I screamed and buried my face in my hands; but I could still see the light of the enhanced sun, leaking even through the flesh of my fingers, and blazing from the nickel and brass of the Time Machine.This is a sequel to The Time Machine, authorised as such by the H.G. Wells estate. (I've had more dealings with the estates of deceased writers in the last week than I can remember from my whole life before the Worldcon.) I have previously mentioned that I always appreciate the breadth and scope of Baxter's vision - the commitment to sensawunda if you like - but that he doesn't always succeed in communicating it in a human way to me. I thought this book ticked the right boxes. The Time Traveller of Wells' novel tries to return to the year 802,701 and save Weena, but gets caught up in the parallel universes of the Many Worlds theory, and visits a number of very well depicted possible futures and pasts along with a friendly Morlock called Nebogipfel. Particularly vivid passages are set in a war-torn London of 1938, where the exiled Kurt Gödel is helping the British government, and a Paleocene setting where they become involved in setting up a wildly premature human colony in the past. Other bits are a little duller, but the overall plot of time paradoxes, which seems in danger of veering out of control at one point, is wrapped up very satisfactorily. Apparently there are lots of references to other H.G. Wells stories as well, which I missed due to not being in that fandom. Overall I enjoyed it.
I thought I had read this before, but it didn't seem familiar to me and I wondered if I had been confusing it with The Space Machine by Christopher Priest? Anyway, you can get it here.

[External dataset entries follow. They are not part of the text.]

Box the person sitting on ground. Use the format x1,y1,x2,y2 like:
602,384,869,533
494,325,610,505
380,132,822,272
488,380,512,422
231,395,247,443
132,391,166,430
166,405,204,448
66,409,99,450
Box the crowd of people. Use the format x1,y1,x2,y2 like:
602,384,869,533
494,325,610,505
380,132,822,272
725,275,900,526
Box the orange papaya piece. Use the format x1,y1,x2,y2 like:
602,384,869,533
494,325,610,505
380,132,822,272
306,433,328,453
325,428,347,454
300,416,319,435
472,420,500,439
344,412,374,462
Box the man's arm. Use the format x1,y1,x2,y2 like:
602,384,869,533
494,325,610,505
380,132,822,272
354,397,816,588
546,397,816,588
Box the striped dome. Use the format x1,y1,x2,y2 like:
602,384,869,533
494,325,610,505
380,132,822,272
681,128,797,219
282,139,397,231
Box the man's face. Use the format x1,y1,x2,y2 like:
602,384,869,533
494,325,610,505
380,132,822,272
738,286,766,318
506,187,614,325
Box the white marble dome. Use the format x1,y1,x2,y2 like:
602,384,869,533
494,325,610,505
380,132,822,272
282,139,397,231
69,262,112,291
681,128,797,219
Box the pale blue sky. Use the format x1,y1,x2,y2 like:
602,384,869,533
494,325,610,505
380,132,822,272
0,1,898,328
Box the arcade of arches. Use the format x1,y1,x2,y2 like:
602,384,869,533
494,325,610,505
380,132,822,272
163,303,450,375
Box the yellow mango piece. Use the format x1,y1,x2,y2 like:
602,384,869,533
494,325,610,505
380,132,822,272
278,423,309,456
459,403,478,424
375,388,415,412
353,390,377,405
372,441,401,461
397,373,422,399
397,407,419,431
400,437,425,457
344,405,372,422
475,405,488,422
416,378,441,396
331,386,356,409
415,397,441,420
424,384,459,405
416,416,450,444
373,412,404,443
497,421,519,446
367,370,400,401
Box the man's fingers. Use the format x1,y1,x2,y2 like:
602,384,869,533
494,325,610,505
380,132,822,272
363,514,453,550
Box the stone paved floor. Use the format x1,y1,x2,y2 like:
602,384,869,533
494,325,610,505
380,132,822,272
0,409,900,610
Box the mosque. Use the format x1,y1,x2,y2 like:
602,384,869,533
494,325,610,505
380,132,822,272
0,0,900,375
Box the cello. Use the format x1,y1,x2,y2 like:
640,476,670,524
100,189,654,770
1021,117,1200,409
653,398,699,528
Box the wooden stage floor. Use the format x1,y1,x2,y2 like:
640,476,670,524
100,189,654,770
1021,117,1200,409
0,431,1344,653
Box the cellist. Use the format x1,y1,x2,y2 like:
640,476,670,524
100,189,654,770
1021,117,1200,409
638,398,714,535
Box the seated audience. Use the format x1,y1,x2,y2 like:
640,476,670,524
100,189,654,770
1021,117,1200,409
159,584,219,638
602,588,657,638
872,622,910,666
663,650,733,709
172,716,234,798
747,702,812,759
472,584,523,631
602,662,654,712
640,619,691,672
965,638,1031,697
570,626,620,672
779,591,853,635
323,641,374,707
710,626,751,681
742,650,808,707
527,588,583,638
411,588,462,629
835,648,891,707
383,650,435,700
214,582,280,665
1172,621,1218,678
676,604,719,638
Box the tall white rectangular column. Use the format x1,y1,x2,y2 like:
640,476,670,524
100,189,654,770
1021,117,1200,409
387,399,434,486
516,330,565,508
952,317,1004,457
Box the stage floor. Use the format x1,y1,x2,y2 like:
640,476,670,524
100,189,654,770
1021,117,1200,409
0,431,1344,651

The Time Ships came to the top of my list as I get through the BSFA, Clarke and Tiptree Awards of previous years; it won the BSFA for Best Novel in 1995, beating Blood by Michael Moorcock, Chaga by Ian McDonald, Fairyland by Paul J. McAuley, The Nano Flower by Peter F. Hamilton and The Prestige by Christopher Priest. I have to say that I definitely rate Chaga and The Prestige ahead of it; I have also read Fairyland, but can't remember much about it. (On the other hand I love Baxter's shorter piece, "The Ant-Men of Tibet", which was shortlisted for, but did not win, the BSFA Award for shorter fiction.)
The Time Ships also won the other John W. Campbell Award, ahead of Chaga (again) and The Diamond Age by Neal Stephenson, and also won the Philip K. Dick award ahead of four novels I have not heard of (Sarah Zettel's Reclamation, George Foy's The Shift, William Barton's The Transmigration of Souls and Michael Bishop's At the City Limits of Fate).
The Time Ships got second place in the Hugo vote, losing to The Diamond Age but ahead of Brightness Reef by David Brin, The Terminal Experiment by Robert J. Sawyer (one of the worst ever Nebula winners) and Remake by Connie Willis; I've read all of them but the Willis, and that ranking seems about right.
The Time Ships was also a finalist for the Clarke Award, beaten by Paul J. McAuley's Fairyland with Ken MacLeod's The Star Fraction second. Other finalists were Happy Policeman by Patricia Anthony, which I haven't read, The Diamond Age by Neal Stephenson and The Prestige by Christopher Priest. I've read all of these except Happy Policeman, and if I'd been a juror I would have been wavering between MacLeod, Stephenson and Priest, probaly leaning towards Priest.
I read Fairyland only ten years ago, so I'm skipping the Clarke Award for that year and going next to the Tiptree winner, The Sparrow by Mary Doria Russell (which also won both the BSFA and Clarke Awards two years later).